Efectivamente es asi. Pero los transmisores usados son de poca pontencia (algo relativo).

Cabe destacar que para este tipo de montajes, alguien con poca experiencia, debe tener un equipamiento básico que le guie en la puesta en marcha y funcionamiento correcto del equipo. En mi opinion, con un multimetro y un frecuencimetro (no necesariamente comercial, se puede usar el prescaler de los PLL de TC) se cumple con lo antes mencionado.

SDaludos


----------



## alexus (Mar 1, 2010)

antonhy, podriamos armar un post aparte para diseñar entre todos un frecuencimetro home made, que te parece?

a modo de comentario, te comento que tengo un aeropuerto a unos 20km, de aeronaves de pequeño porte, avionetas, pero por "sobre casa", a cada rato para algun que otro comercial, de gran porte, porque por esta zona (quien lo ve dice que es arriba de casa) dan la vuelta para encarar el aeropuerto, que este, se encuentra mas lejos.

encontre entre mis cacharros este integrado: la1135, am tuner. servira para algo?


----------



## anthony123 (Mar 1, 2010)

alexus dijo:


> *Anthony,* podriamos armar un post aparte para diseñar entre todos un frecuencimetro home made, que te parece?


 
Me parece buena idea, pero creo que hay unos post de frecuencimetros por alli. Seria mejor buscarlos y comentar en ellos. Lo mas importante seria buscar el prescaler de UHF, porque frecuencimetros de 50MHz para abajo exceden en la web.

Con respecto al LA1135, tienes todos los componentes asociados? (bobinas toko, varicaps, fets, filtro,etc)

Saludos

PD1: El esquema que dices es Regenerativo y su selectividad es muy reducida. Nada mjor que un superheterodino.


----------



## alexus (Mar 1, 2010)

si tengo toda una plaquita, si mal no recuerdo la habia sacado de un autoradio kenwood, que tenia problemas en la memoria.

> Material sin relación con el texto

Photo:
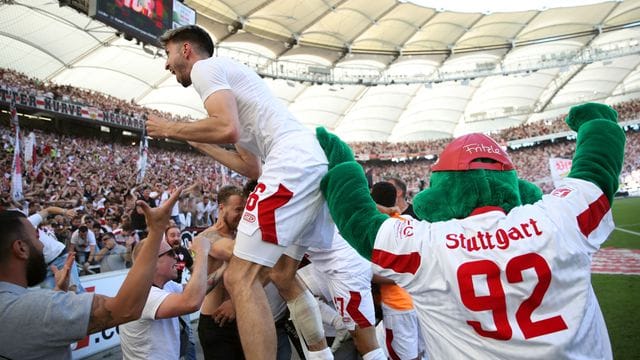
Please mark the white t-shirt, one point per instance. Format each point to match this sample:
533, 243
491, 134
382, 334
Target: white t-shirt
52, 247
148, 338
496, 286
83, 244
264, 120
175, 210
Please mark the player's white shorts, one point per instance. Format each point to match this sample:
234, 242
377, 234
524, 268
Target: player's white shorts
351, 295
400, 333
286, 207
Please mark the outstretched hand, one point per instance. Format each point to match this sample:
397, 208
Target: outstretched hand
157, 127
224, 314
62, 275
159, 217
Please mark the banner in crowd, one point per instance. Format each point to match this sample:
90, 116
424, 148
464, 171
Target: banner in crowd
16, 166
106, 284
142, 157
29, 151
559, 169
69, 108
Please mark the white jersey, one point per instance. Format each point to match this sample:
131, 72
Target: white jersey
151, 338
340, 260
52, 247
264, 120
515, 286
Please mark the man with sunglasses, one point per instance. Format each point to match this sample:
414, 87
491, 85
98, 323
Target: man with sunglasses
156, 335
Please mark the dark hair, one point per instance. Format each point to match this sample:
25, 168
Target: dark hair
191, 33
384, 193
249, 186
228, 191
12, 230
171, 227
400, 184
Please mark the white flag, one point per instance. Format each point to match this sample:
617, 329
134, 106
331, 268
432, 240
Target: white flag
16, 167
142, 157
559, 169
29, 154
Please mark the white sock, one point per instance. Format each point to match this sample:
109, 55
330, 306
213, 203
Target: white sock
324, 354
376, 354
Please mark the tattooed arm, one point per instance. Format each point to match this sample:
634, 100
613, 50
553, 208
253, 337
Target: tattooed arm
127, 305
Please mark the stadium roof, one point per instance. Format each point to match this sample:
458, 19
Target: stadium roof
383, 70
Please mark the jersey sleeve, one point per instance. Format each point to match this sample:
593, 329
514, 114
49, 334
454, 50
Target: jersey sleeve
35, 219
581, 209
208, 77
65, 317
399, 249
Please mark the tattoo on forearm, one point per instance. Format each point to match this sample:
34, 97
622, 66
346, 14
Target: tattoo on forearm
101, 317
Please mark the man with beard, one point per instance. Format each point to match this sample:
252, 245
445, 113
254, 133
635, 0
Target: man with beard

no me digas que se puede hacer algo!!

adjunto imagen de la placa.


----------



## anthony123 (Mar 1, 2010)

Claro que se puede hacer algo. Es un receptor AM con AGC y VFO con ALC.

Volviendo al tema del receptor, podrias emplear la bobina de 455 Khz para que forme parte del mezclador. Ademas, depenediendo del tipo de FM que quieras (wide or narrow) se puede utilizar el mismo filtro que viene en esa placa.

Si esa placa contempla el mismo esquema del datasheet, entonces deberian estar 2 varicaps de alto radio para VLF~HF

Saludos


----------



## fer_jazz (Mar 1, 2010)

Compañero Anthony pues no tengo cerca el aeropuerto, pero tengo familiares que viven cerca del aeropuerto asi que eso no es problema bien puedo irme un fin de semana, llevarme mi equipo y experimentar ahora solo lo que me haria falta seria el frecuenciometro el cual es un poco dificil de conseguir en mi ciudad asi que tendre que construirme uno.
Saludos.


----------



## alexus (Mar 1, 2010)

como antena, podes armar, o bien un 1/4 de onda, usar una ringo de vhf, una yaggi no es buena opcion, quizas un dipolo abierto, o un dipolo con gamma.

cualquiera de ellas las podes poner en una caña tacuara o bamboo.

anthony, yo no te entender nada, tu poder ser mas bruto y me explicar?

p.d.: fer_jazz, acabo de crear un tema para diseñar entre todos un frecuencimetro made in casa.


----------



## fer_jazz (Mar 3, 2010)

Muy buien gracias por el informe enseguida busco el tema para ver de que se trata.


----------



## anthony123 (Mar 3, 2010)

Este es el modulo que tengo:






Yo tengo en mente es darle uso a las piezas circundantes al IC, mas no el propio IC.


----------



## asterión (Mar 3, 2010)

Ese modulo es de un televisor??


----------



## anthony123 (Mar 3, 2010)

a573r10n dijo:


> Ese modulo es de un televisor??


 
No, es de un autoradio. Lo compre hace un par de meses en una tienda de Tv's viejos.


----------



## laserfm (Oct 13, 2011)

Destapa uno de los radios analogicos antiguos de FM, toquetea las bobinas que estan cerca del condensador variable de sintonia del radio. Las emisiones de las torres de control son en AM pero son recepcionadas perfectamente por estos radios. Son aproximadamente en 117 y 121 Mhz. Fabrica un dipolo simple de 60 centimetros por elemento y hasle una bajada con cable coaxial hacia el receptor. Hace años con un receptor Pionner estaba al tanto de las torres de control de dos ciudades proximas a mi casa y de todo avion que pasaba cerca. Te dire que no era nada del otro mundo pero en aquel entonces recuerdo cuando un avion tubo un problama con el tren de aterrizaje y fui testigo de oido de toda la operacion.


----------



## lsedr (Oct 13, 2011)

yo recibo perfecto con este la torre de control y los aviones que pasan por mi ciudad:





el tema esta aqui
https://www.forosdeelectronica.com/f22/receptor-vhf-uhf-220-mhz-400-mhz-aviacion-13903/


----------



## Fogonazo (May 2, 2016)

tiopepe123 dijo:


> Puedes montarte un regenerativo, aunque criticos son sencillos, pero es necesario tener precauciones para lograr llegar a esas frecuencias, cables muy cortos y cercanos a masa.
> 
> http://www.arrl.org/files/file/Technology/tis/info/pdf/9712039.pdf
> 
> http://w1npp.org/acorn/032010_ACORN_March2010.pdf



Link´s restaurados


----------